Citizen of the world

Editorial by The New York Times,
December 7, 1958.

Ever since the days of Kipling's "East is East" we have been thinking and talking increasingly about the relationship of apparently conflicting - or at least different - societies. Always we have sought some synthesis that would preserve the best in each.

Occasionally we have been blessed with the presence of some individual, who could give human form to our abstractions. We have just lost such a person in the untimely death of Prof. Ahmed S. Bokhari, diplomat from: Pakistan, who served as chief of information in the United Nations. He was, in the best sense, a citizen of the world.

Professor Bokhari had an educational background that embraced both East and West - Panjab University and Cambridge. He was a skilled poet in languages from both sides of the world. He was a good musician in both the Eastern and the Western idiom. And, for both East and West, he was a scholar.

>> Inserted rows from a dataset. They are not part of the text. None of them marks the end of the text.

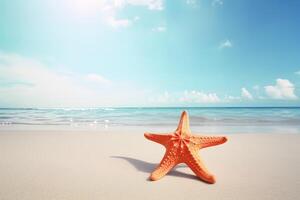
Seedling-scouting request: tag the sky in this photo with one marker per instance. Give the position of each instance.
(94, 53)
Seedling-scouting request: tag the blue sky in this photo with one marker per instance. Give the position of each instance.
(88, 53)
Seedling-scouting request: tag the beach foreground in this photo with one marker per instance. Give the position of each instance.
(116, 165)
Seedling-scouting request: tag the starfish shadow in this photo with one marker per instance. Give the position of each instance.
(146, 167)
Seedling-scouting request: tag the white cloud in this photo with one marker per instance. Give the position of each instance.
(136, 18)
(283, 89)
(110, 8)
(256, 87)
(217, 3)
(118, 23)
(199, 97)
(26, 82)
(159, 29)
(150, 4)
(225, 44)
(191, 2)
(246, 94)
(97, 78)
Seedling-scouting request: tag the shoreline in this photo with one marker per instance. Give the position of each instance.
(96, 165)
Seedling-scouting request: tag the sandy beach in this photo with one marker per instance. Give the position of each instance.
(116, 165)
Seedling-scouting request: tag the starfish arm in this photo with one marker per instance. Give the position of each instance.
(165, 165)
(207, 141)
(184, 124)
(159, 138)
(194, 162)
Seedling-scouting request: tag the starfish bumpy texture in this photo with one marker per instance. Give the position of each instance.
(182, 147)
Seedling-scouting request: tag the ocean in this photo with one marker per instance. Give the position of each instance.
(202, 119)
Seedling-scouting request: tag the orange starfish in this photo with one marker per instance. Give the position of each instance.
(182, 147)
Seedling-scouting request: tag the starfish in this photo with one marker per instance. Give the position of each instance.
(182, 147)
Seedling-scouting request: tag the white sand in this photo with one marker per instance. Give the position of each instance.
(90, 165)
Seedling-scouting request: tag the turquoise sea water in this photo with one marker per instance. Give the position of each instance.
(212, 119)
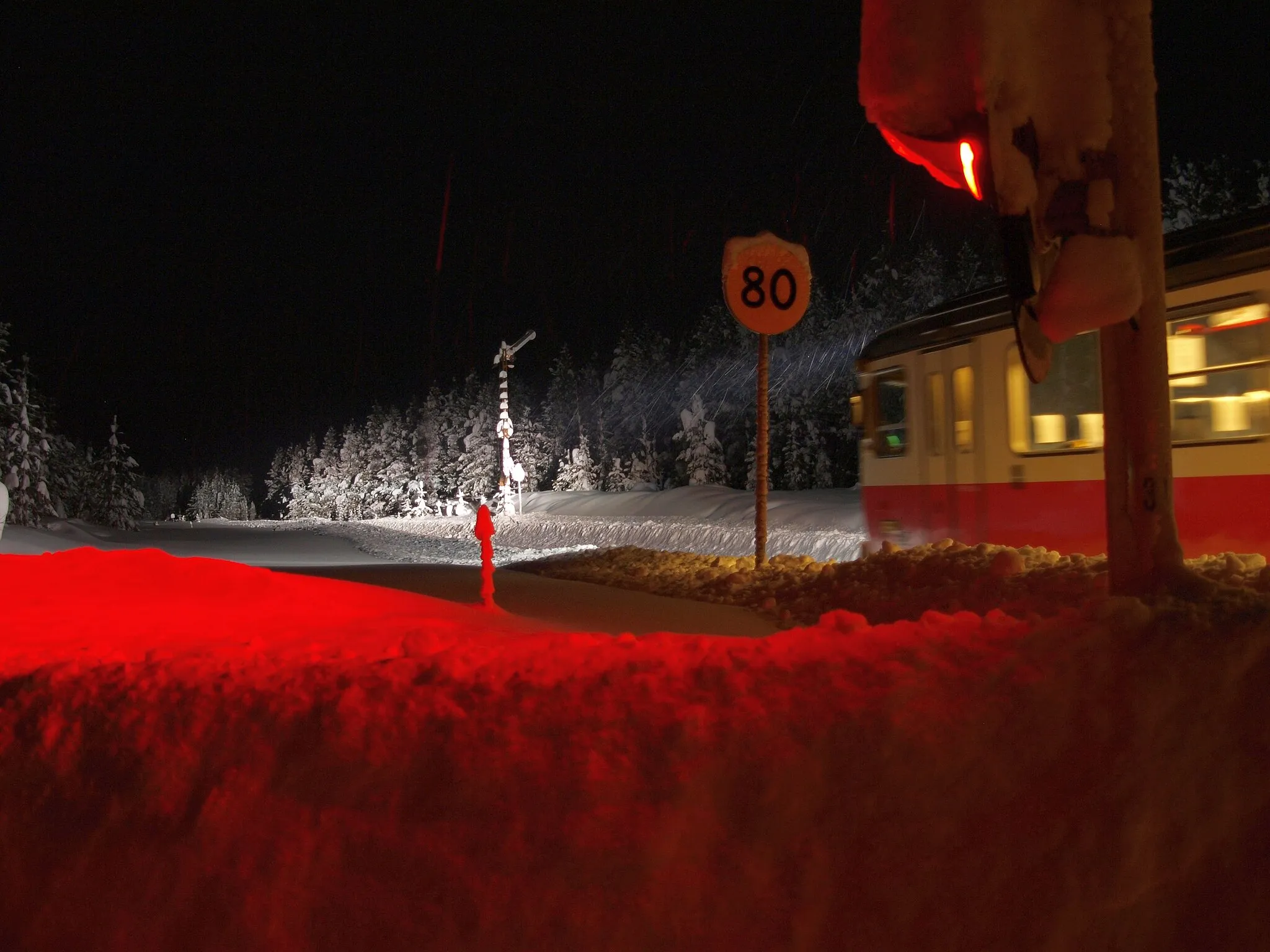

But the synthesis went deeper than this. He was, above all, a great human being, witty, urbane, philosophical and immensely warm of heart. He was free from ostentation or vanity. He loved life and the people in it, regardless of their background of nationality, race, religion or occupation. His spirit, like his mind, knew no narrow frontiers.

The thousands of Americans who were privileged to know him personally feel a grievous personal loss. He was, above all, a friend. But the loss is more than personal. The world, today, is poorer for the passing of a man who gave us a better insight into what good things are possible in a better future.